Minimax-robust forecasting of sequences with periodically stationary long memory multiple seasonal increments

TL;DR

This paper develops a minimax-robust method for forecasting sequences with complex, periodically stationary long-memory patterns, providing formulas for optimal estimation and robustness against spectral density uncertainties.

Contribution

It introduces a new class of stochastic sequences with generalized increments and derives minimax-robust estimation formulas for them.

Findings

Formulas for optimal linear estimates with known spectral densities.

Methods for calculating mean square errors and spectral characteristics.

Robust estimation formulas when spectral densities are uncertain.

Abstract

We introduce stochastic sequences $\zeta(k)$ with periodically stationary generalized multiple increments of fractional order which combines cyclostationary, multi-seasonal, integrated and fractionally integrated patterns.

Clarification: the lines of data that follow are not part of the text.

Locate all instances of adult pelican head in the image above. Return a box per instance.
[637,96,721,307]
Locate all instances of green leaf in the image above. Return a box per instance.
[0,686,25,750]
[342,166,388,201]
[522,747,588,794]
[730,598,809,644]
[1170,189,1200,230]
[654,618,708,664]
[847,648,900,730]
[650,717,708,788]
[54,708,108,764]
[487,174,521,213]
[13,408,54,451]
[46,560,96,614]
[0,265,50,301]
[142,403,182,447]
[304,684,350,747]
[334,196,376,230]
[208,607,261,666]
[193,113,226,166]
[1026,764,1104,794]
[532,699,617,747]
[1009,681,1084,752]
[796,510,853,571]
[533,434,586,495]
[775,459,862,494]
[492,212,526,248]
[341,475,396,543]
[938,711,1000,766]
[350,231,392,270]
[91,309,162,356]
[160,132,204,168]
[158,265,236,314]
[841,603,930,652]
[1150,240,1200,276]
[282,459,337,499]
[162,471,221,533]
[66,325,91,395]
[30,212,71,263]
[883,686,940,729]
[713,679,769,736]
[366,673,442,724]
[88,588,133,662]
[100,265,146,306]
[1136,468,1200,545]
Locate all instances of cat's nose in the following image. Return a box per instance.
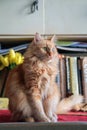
[49,52,53,58]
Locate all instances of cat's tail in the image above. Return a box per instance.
[57,95,83,114]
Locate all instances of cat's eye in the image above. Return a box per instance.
[43,47,47,51]
[52,47,55,52]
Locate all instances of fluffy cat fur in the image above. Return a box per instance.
[6,33,83,122]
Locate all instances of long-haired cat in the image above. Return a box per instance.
[6,33,83,122]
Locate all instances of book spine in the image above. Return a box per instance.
[60,56,66,98]
[70,57,79,94]
[66,56,72,96]
[77,57,83,95]
[82,57,87,103]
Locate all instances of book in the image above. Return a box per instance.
[60,55,66,98]
[77,57,83,95]
[0,68,8,97]
[66,56,72,96]
[0,98,9,110]
[70,57,79,94]
[82,57,87,103]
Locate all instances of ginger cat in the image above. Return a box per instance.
[6,33,83,122]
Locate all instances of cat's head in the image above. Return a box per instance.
[27,33,58,61]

We solve the problem of optimal estimation of linear functionals constructed from unobserved values of stochastic sequences $\zeta(k)$ based on their observations at points $ k<0$. For sequences with known spectral densities, we obtain formulas for calculating values of the mean square errors and the spectral characteristics of the optimal estimates of functionals. Formulas that determine the least favorable spectral densities and minimax (robust) spectral characteristics of the optimal linear estimates of functionals are proposed in the case where spectral densities of sequences are not exactly known while some sets of admissible spectral densities are given.